The $1.9 billion legislation, signed by President Biden today, contains direct payments, insurance mechanisms and tax credits that will disproportionately benefit the poor.

The poorest 20% of Americans, for example, will get a 20% boost in after-tax income, according to the Tax Policy Center. “Focusing on marginalized workers,” Janelle Jones, the chief economist at the Labor Department, told The New York Times, “is really the way to make sure we are lifting all boats.”

  • Rethinking policy. The bill reflects the ascendance of the ‘S’ in ESG – for share the wealth? – in thinking about how to address systemic market and economic risks. That’s a reversal from former President Trump’s 2017 tax cuts, which distributed 1% of the benefits to the bottom 20% of households, while the top 20% of households took home 65%. Among this week’s lessons (h/t Anand Giridharadas): Give people money, center the poor, deprioritize large corporations and stop worrying about the budget. What’s more, the package’s popularity is bipartisan, with support of up to three-quarters of registered voters, including 71% of independents and 59% of Republicans.

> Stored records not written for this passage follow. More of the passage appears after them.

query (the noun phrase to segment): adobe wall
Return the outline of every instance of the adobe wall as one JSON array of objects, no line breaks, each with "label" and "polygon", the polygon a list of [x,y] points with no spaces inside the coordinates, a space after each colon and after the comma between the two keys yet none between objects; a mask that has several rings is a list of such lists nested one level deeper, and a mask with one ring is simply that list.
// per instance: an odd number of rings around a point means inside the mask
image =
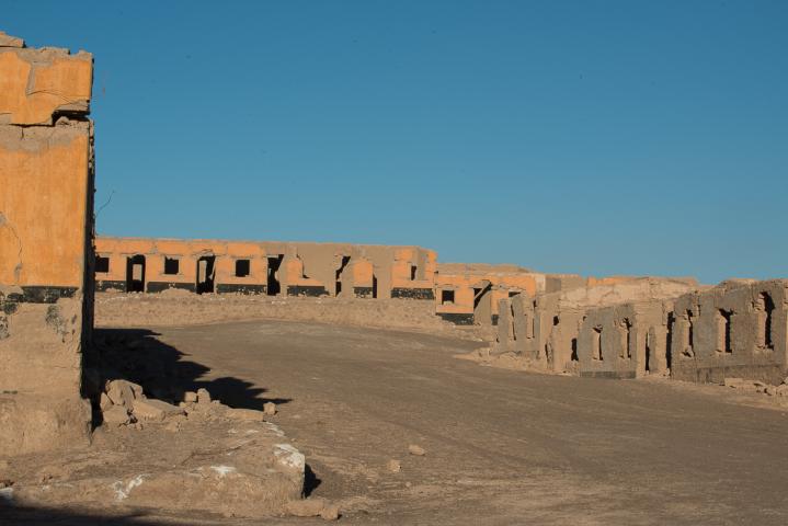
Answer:
[{"label": "adobe wall", "polygon": [[779,385],[788,374],[788,281],[724,282],[678,298],[671,376],[721,382],[740,377]]},{"label": "adobe wall", "polygon": [[107,265],[96,268],[98,290],[146,293],[433,299],[436,266],[419,247],[347,243],[99,237],[96,255]]},{"label": "adobe wall", "polygon": [[93,60],[0,33],[0,443],[84,444],[92,329]]},{"label": "adobe wall", "polygon": [[545,290],[546,275],[515,265],[441,263],[435,312],[457,324],[496,324],[501,299]]}]

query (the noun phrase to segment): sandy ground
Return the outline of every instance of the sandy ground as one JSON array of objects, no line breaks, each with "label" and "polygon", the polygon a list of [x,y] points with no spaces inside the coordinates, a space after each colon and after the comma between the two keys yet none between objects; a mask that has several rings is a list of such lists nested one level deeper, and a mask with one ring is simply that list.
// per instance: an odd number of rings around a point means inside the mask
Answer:
[{"label": "sandy ground", "polygon": [[[433,331],[424,312],[392,313],[393,323],[419,320],[415,331],[393,331],[358,327],[376,317],[332,312],[330,301],[300,315],[309,321],[276,320],[284,316],[276,307],[251,302],[247,317],[267,319],[222,322],[217,318],[243,317],[247,301],[233,298],[221,304],[229,312],[208,312],[215,299],[196,298],[185,302],[186,316],[176,299],[157,299],[101,295],[99,320],[122,318],[123,327],[96,336],[139,341],[130,348],[147,352],[130,353],[127,366],[150,378],[163,369],[178,389],[205,387],[231,407],[275,402],[272,420],[307,456],[307,493],[340,503],[340,524],[788,524],[788,411],[764,395],[457,359],[487,345],[442,323]],[[124,310],[107,316],[122,301]],[[285,309],[317,300],[298,301]],[[313,321],[322,316],[333,322]],[[151,365],[151,356],[164,364]],[[425,455],[410,454],[412,445]],[[389,468],[392,460],[399,471]],[[259,524],[66,508],[14,510],[5,522]]]},{"label": "sandy ground", "polygon": [[[456,359],[479,343],[313,322],[158,333],[135,334],[180,353],[186,387],[278,403],[308,490],[342,504],[341,524],[788,522],[788,413],[733,390],[481,367]],[[116,524],[159,524],[138,518]]]}]

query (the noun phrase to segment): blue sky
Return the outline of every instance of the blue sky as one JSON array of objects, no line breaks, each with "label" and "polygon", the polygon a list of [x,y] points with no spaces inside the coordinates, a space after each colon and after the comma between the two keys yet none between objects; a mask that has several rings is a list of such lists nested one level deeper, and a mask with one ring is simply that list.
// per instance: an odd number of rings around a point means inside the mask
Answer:
[{"label": "blue sky", "polygon": [[788,277],[788,2],[0,0],[95,57],[100,233]]}]

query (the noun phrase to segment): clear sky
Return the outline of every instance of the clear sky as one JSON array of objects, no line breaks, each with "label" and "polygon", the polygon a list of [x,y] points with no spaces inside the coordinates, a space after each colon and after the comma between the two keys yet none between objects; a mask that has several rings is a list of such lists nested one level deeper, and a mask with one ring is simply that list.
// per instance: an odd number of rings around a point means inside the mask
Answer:
[{"label": "clear sky", "polygon": [[788,277],[788,1],[0,0],[95,57],[100,233]]}]

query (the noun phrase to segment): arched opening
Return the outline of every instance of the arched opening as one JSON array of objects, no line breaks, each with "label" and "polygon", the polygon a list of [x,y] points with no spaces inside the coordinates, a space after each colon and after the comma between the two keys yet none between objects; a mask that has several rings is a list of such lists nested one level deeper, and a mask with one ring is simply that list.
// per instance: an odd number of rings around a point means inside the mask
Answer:
[{"label": "arched opening", "polygon": [[126,291],[145,291],[145,256],[141,254],[126,258]]},{"label": "arched opening", "polygon": [[774,350],[772,340],[772,319],[774,316],[775,302],[768,293],[758,294],[755,311],[758,315],[758,347]]},{"label": "arched opening", "polygon": [[733,312],[724,309],[717,311],[717,352],[730,354],[731,346],[731,316]]},{"label": "arched opening", "polygon": [[591,357],[602,362],[602,328],[595,327],[591,331]]},{"label": "arched opening", "polygon": [[673,365],[673,328],[676,324],[676,315],[667,312],[667,334],[665,335],[665,367]]},{"label": "arched opening", "polygon": [[684,331],[684,350],[682,351],[682,354],[687,357],[693,357],[695,356],[695,351],[693,351],[693,347],[695,346],[695,328],[693,327],[693,311],[689,309],[687,309],[686,320],[687,330]]},{"label": "arched opening", "polygon": [[621,320],[621,322],[618,324],[620,328],[619,332],[621,335],[621,348],[618,352],[619,357],[621,358],[631,358],[632,357],[632,322],[629,321],[629,318],[625,318]]},{"label": "arched opening", "polygon": [[284,254],[269,256],[269,270],[266,272],[266,284],[265,294],[269,296],[278,296],[282,291],[282,284],[279,283],[279,266],[282,260],[285,259]]},{"label": "arched opening", "polygon": [[342,262],[340,263],[340,267],[336,268],[336,273],[334,275],[334,296],[339,296],[342,294],[342,273],[345,271],[345,267],[347,266],[347,263],[351,262],[350,255],[343,255]]}]

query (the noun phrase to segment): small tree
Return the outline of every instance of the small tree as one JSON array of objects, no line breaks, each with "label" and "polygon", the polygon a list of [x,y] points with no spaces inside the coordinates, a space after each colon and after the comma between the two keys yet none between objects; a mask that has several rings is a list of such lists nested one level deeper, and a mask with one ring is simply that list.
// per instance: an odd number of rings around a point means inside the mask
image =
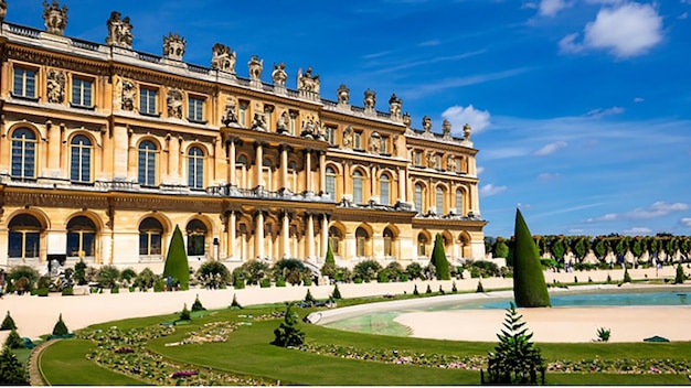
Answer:
[{"label": "small tree", "polygon": [[0,353],[0,385],[26,385],[26,369],[7,346]]},{"label": "small tree", "polygon": [[503,327],[499,337],[499,344],[495,352],[489,352],[487,375],[485,381],[482,374],[481,382],[490,385],[538,385],[538,373],[541,375],[541,384],[544,385],[544,359],[540,349],[530,342],[533,334],[523,327],[522,315],[515,311],[511,302],[507,309]]},{"label": "small tree", "polygon": [[293,311],[293,303],[286,308],[286,317],[284,322],[274,331],[275,340],[272,345],[281,347],[295,347],[305,343],[305,333],[297,328],[299,316]]},{"label": "small tree", "polygon": [[7,315],[4,315],[4,320],[2,320],[2,325],[0,325],[0,330],[12,330],[17,328],[14,324],[14,320],[10,316],[10,311],[8,310]]},{"label": "small tree", "polygon": [[57,317],[57,322],[55,323],[55,326],[53,326],[53,335],[64,336],[67,334],[70,334],[70,330],[67,328],[67,325],[65,325],[65,322],[63,322],[63,314],[61,313],[60,316]]}]

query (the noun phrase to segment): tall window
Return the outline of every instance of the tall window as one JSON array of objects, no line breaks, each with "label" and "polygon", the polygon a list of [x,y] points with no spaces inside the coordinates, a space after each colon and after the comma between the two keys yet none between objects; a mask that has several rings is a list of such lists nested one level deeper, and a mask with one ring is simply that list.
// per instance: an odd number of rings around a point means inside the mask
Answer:
[{"label": "tall window", "polygon": [[92,181],[92,141],[83,134],[72,138],[70,144],[70,180],[73,182]]},{"label": "tall window", "polygon": [[389,190],[390,190],[390,180],[389,180],[389,175],[386,174],[382,174],[382,176],[380,176],[380,181],[379,181],[379,196],[380,196],[380,201],[382,202],[383,205],[390,205],[391,204],[391,196],[389,195]]},{"label": "tall window", "polygon": [[444,188],[437,186],[437,214],[444,214]]},{"label": "tall window", "polygon": [[464,192],[460,188],[456,191],[456,213],[464,214]]},{"label": "tall window", "polygon": [[139,224],[139,256],[160,256],[163,226],[156,218],[146,218]]},{"label": "tall window", "polygon": [[67,224],[67,257],[94,257],[96,225],[88,217],[74,217]]},{"label": "tall window", "polygon": [[94,83],[82,78],[72,78],[72,105],[88,107],[92,105],[92,88]]},{"label": "tall window", "polygon": [[156,100],[158,99],[158,90],[142,87],[139,89],[139,112],[143,115],[158,115],[156,110]]},{"label": "tall window", "polygon": [[156,157],[158,149],[149,140],[139,144],[139,175],[138,183],[145,186],[156,185]]},{"label": "tall window", "polygon": [[204,100],[202,98],[190,97],[188,100],[188,120],[204,121]]},{"label": "tall window", "polygon": [[336,171],[333,170],[333,168],[327,168],[326,186],[327,193],[329,193],[331,200],[336,198]]},{"label": "tall window", "polygon": [[35,98],[36,97],[36,72],[15,67],[13,74],[12,94],[19,97]]},{"label": "tall window", "polygon": [[36,134],[26,128],[12,132],[12,176],[34,177]]},{"label": "tall window", "polygon": [[353,172],[353,202],[362,203],[362,173],[359,170]]},{"label": "tall window", "polygon": [[188,152],[188,185],[204,188],[204,152],[199,147],[192,147]]},{"label": "tall window", "polygon": [[419,183],[415,185],[415,209],[423,213],[423,186]]}]

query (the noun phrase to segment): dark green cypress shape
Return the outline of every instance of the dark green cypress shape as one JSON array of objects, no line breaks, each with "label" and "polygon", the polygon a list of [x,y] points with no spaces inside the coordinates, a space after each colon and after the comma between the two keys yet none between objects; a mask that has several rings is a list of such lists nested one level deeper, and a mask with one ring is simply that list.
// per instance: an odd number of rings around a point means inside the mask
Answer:
[{"label": "dark green cypress shape", "polygon": [[515,209],[513,231],[513,299],[519,308],[550,306],[548,284],[544,282],[538,246],[525,225],[520,209]]},{"label": "dark green cypress shape", "polygon": [[437,280],[451,280],[451,273],[448,269],[448,260],[444,252],[444,239],[437,234],[434,239],[434,249],[432,250],[432,265],[437,269]]},{"label": "dark green cypress shape", "polygon": [[190,265],[188,263],[188,252],[184,249],[182,231],[176,225],[173,237],[170,239],[163,278],[171,277],[180,282],[180,290],[188,290],[190,284]]}]

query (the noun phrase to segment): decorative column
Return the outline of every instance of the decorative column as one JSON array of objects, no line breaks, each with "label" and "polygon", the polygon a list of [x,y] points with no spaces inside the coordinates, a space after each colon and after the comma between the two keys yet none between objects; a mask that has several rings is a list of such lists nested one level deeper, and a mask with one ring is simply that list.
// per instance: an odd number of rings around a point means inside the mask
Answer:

  • Anti-poverty. The package takes a hatchet to U.S. poverty. According to an Urban Institute analysis, the bill will cut this year’s poverty rate to 8.7% from 13.7%, with the biggest reductions for Black and Hispanic families (caveat: major programs responsible for the reduction expire by the end of 2021). Expanding the child tax credit to as much as $3,600 per child – and providing monthly cash payments – represents a prototype for the kind of “universal basic income” that may be required to mitigate widespread economic displacement.  
  • The Reconstruction. “Bottom up” strategies for shared prosperity are coalescing into an investment thesis for private investors as well, as ImpactAlpha is exploring in The Reconstruction podcast series and beat coverage. Investors and intermediaries are turning to revenue-based financing and other alternative capital structures to bridge capital gaps for founders of color – and solving financing challenges for mid-tier service businesses generally. Black investors solving for climate justice in their own communities are driving climate innovation across the board. City residents are organizing neighborhood trusts to secure a stake in the growth of their communities – and keep extractive and speculative business off the block.
  • Proximate leadership. In the latest episode of The Reconstruction podcast, Common Future’s Rodney Foxwoth introduces “reparative investing” as a strategy for shared power. Marguerite Casey Foundation’s Carmen Rojas talks with host Monique Aiken about “servant leadership” – listening and empowering people with the greatest proximity to the pain. Frontline Solutions’ Jessica Barron and Marion Johnson show how the mobilization of women and other voters of color expands democracy for everyone.